40000 training images
10000 test images
I did add couple things to the training dataset pipeline that I didn't for the testing dataset pipeline. Such as shuffling the data and repeating it.
Though I was under the impression that I'm not supposed to shuffle the test data.
@heady hatch That worked thanks
I coulda just used it from the table too
Is 0.873 adj r squared good enough
I want to use the model to be able to use the dependent variable (labor hours) as a benchmark based on the independent variables (product, customer, config, build type)
Depending on your problem. Is adjusted r squared the metric you want to look at?
yeah
since I have multiple independent variales
@heady hatch
Split the 40K into 35K and 5K.
Well here shuffling should not do anything and do a stratified split.
Also check if you are plotting right legends. Maybe you are confusing train and vlad while plot.
@lapis sequoia
So should I leave the test set as a holdout?
There's no simple way to do a stratified split with Tensorflow, is there?

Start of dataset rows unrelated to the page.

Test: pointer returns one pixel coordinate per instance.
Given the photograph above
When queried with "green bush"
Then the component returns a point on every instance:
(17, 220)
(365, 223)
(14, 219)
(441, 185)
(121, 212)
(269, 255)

I would have to redo the data pipeline and make the test dataset myself.
Thank you for bringing the labelling up, I double checked and they are the correct labels.
What should my p values be
This is how I'm constructing the data pipeline.

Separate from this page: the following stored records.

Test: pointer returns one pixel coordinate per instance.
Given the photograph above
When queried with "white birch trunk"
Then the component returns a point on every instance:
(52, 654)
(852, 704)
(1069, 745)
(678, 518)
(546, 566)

train_ds = (raw_train_dataset.map(parse_image_function)
.map(process_image)
.repeat()
.shuffle(buffer_size=20000)
.batch(batch_size=32)
.prefetch(buffer_size=100)
)
test_ds = (raw_test_dataset.map(parse_image_function)
.map(process_image)
.shuffle(buffer_size=5000)
.batch(batch_size=32)
.prefetch(buffer_size=100)
)
process_image standardize the images and resize them.
@heady hatch my model isnt predicting certain mixes well it seems
certain mixes?
ya like
product 2 to customer 5 with build type A
etc
looks different than historical avg
Ahh well now here's something to consider.
Is r squared the metric you want to look at?
adjusted r sq
What I mean by this is you don't necessary need to change r squared if that's the few metrics you can get.
Because think about the definition of what r squared means.
R squared means the goodness of fit.
yea
But it doesn't necessarily talk about the actual problem itself.
It's just a proxy metric for something else you care about.
Because yea .81 r squared could be good.
But not if it's constantly making mistakes on a particular group of people or product.
I don't know your actual problem so you'd have to determine that yourself.
yeah the errors are high for some
Maybe it's okay for it to keep making mistakes on certain things.